I'd like Theopompus of Chios' lost Hellenica. This would provide new information about the fourth century BC. Plus, it would answer the vexed question of whether he was the author of the Hellenica Oxyrhynchia. The latter work is a fourth-century history, known from two quite significant fragments. It is generally felt that such a significant work can't be by an author that we've never heard of. But all the candidates advanced can be objected to on various grounds - my own preferred choice, Cratippus, I advocate merely because he is the least unlikely. Failing Theopompus, I'd like the title page of the Hellenica Oxyrhynchia, with the author's name on it.
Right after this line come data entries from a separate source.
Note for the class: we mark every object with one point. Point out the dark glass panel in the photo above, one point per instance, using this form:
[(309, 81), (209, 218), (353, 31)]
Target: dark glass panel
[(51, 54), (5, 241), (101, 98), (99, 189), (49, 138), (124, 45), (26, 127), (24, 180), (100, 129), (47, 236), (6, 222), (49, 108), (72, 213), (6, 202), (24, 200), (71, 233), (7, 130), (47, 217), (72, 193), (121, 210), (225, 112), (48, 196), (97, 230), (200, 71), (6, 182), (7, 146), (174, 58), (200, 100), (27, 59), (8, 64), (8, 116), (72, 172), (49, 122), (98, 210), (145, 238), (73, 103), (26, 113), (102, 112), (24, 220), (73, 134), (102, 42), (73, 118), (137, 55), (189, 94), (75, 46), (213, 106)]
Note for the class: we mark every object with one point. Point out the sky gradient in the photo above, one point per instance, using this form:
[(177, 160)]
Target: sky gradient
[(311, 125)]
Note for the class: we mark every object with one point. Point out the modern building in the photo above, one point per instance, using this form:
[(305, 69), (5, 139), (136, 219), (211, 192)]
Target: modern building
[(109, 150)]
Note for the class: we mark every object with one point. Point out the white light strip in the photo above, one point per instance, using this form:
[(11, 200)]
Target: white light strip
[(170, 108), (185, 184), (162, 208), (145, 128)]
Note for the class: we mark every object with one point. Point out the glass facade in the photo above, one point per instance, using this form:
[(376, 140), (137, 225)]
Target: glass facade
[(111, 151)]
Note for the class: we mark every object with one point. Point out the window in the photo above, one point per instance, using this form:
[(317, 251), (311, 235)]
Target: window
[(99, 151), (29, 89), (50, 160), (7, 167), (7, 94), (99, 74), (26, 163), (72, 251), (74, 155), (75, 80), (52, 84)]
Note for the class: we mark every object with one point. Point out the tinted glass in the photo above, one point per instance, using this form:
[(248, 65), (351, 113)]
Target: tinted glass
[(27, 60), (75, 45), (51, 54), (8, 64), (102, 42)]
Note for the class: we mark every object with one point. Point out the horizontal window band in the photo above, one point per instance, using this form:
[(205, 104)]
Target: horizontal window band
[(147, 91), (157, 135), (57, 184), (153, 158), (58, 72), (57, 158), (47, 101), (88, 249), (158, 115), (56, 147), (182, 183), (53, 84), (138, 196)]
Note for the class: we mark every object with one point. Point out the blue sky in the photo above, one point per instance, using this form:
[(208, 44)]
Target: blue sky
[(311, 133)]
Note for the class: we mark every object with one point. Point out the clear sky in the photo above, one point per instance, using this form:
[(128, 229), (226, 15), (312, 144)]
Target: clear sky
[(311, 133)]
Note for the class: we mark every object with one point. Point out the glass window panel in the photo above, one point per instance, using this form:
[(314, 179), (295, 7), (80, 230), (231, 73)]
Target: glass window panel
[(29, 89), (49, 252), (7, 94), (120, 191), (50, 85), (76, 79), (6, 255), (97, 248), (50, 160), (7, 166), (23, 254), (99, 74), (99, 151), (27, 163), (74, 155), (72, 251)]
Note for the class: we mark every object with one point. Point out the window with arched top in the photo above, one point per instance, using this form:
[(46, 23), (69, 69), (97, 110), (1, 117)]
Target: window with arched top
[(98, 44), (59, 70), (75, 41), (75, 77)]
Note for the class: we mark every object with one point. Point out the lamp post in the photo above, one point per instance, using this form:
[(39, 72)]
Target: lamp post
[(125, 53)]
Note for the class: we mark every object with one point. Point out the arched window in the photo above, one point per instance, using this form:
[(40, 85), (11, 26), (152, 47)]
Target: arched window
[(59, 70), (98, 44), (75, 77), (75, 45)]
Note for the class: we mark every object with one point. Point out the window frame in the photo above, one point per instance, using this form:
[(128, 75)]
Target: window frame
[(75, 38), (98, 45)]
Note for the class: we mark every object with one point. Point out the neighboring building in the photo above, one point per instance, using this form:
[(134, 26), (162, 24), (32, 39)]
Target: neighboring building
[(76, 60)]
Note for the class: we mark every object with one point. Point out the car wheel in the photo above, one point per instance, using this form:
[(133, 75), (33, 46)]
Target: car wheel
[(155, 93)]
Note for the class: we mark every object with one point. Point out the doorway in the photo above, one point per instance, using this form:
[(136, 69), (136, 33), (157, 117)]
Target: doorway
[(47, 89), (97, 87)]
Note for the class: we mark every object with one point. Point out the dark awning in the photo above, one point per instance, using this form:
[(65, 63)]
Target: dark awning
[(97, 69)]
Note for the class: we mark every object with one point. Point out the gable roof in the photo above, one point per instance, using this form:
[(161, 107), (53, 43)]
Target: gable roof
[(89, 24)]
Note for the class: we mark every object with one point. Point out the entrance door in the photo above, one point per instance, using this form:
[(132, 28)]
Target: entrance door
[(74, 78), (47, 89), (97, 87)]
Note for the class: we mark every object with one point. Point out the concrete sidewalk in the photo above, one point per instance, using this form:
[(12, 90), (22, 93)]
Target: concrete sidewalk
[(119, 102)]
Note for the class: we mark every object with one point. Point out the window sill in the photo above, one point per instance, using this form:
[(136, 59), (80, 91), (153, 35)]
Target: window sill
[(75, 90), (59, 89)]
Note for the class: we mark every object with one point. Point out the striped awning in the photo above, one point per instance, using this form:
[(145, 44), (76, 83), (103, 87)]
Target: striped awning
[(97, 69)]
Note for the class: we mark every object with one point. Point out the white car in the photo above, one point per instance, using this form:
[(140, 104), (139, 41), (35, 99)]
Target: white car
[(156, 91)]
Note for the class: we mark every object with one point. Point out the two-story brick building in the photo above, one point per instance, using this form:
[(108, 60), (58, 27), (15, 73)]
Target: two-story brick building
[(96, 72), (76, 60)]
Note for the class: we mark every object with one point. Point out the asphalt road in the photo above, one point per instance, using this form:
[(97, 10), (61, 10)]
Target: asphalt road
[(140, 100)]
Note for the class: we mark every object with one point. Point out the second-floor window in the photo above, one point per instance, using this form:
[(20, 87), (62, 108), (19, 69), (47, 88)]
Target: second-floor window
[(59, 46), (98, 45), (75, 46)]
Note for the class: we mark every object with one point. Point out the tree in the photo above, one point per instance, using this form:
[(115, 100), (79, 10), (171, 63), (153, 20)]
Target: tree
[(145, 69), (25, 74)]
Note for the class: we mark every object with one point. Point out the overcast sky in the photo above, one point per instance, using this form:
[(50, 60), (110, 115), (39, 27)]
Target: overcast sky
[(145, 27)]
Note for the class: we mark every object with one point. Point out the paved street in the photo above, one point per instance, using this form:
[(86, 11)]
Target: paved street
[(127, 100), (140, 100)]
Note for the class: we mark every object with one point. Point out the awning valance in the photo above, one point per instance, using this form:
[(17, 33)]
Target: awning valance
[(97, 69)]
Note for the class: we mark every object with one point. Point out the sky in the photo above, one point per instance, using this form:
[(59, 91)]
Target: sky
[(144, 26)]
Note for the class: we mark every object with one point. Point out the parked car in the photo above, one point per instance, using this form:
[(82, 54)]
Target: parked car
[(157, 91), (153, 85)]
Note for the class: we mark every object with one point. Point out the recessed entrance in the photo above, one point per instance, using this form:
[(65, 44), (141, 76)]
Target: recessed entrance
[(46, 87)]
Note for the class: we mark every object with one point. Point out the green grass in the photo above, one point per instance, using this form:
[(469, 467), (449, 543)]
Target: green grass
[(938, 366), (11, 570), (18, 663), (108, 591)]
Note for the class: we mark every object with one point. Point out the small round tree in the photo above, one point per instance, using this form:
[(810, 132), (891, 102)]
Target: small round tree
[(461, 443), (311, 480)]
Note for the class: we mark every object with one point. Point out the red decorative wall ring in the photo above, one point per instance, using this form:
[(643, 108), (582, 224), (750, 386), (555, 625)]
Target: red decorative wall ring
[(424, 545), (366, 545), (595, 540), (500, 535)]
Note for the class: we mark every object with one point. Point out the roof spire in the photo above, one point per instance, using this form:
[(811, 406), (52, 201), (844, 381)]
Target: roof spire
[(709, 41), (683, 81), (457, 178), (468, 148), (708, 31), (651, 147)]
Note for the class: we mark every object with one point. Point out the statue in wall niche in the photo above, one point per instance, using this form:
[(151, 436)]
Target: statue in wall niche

While we're on the subject of fourth century historians, I wouldn't say no to Ctesias' Persica. Like any Greek writing about the Persians, he'd have to be taken with a pinch of salt. But he spent many years at the Persian court, and would be an invaluable source for the later Achaemenid empire.

Finally, I'd like a work in neither Latin or Greek. In his Letters from Pontus 4.13, Ovid reveals that he has written a small book (libellum) in the language of the Getae, the people amongst whom he had been exiled. We might not be able to read it, of course. Indeed, it may not even exist. According to Ovid its contents were praise of the new emperor Tiberius, and his only reason for mentioning of it was to highlight the lengths he would go to, and the depths he would sink to, to praise Caesar, and please can he come home now? So he may have made up the work. But I'd love to have it, and prove that thought wrong.

There's much else as well. Some other tragedians than the Big Three. Any Old Comedy other than Aristophanes. The forensic speeches of Pliny the Younger (post AD 79, but never mind). But before I leave this subject, if you think the loss of creative works like this is something that affects only ancient literature, then talk to some historians of early film or early television. Theda Bara in Cleopatra, or most of the first series of Callan, or much of Doomwatch, are just as gone as Euripides' Palamedes, save that they are better documented, and some of them live on in the memories of those lucky enough to have seen them.

1 comment:

Phil Paine said...

Surely, Claudius's "Tyrrenikà" and Etruscan dictionary would be among the most desirable items. Pleasant as philosophical or literary texts might be, they could not come close to the amount of new knowledge that those two would unlock.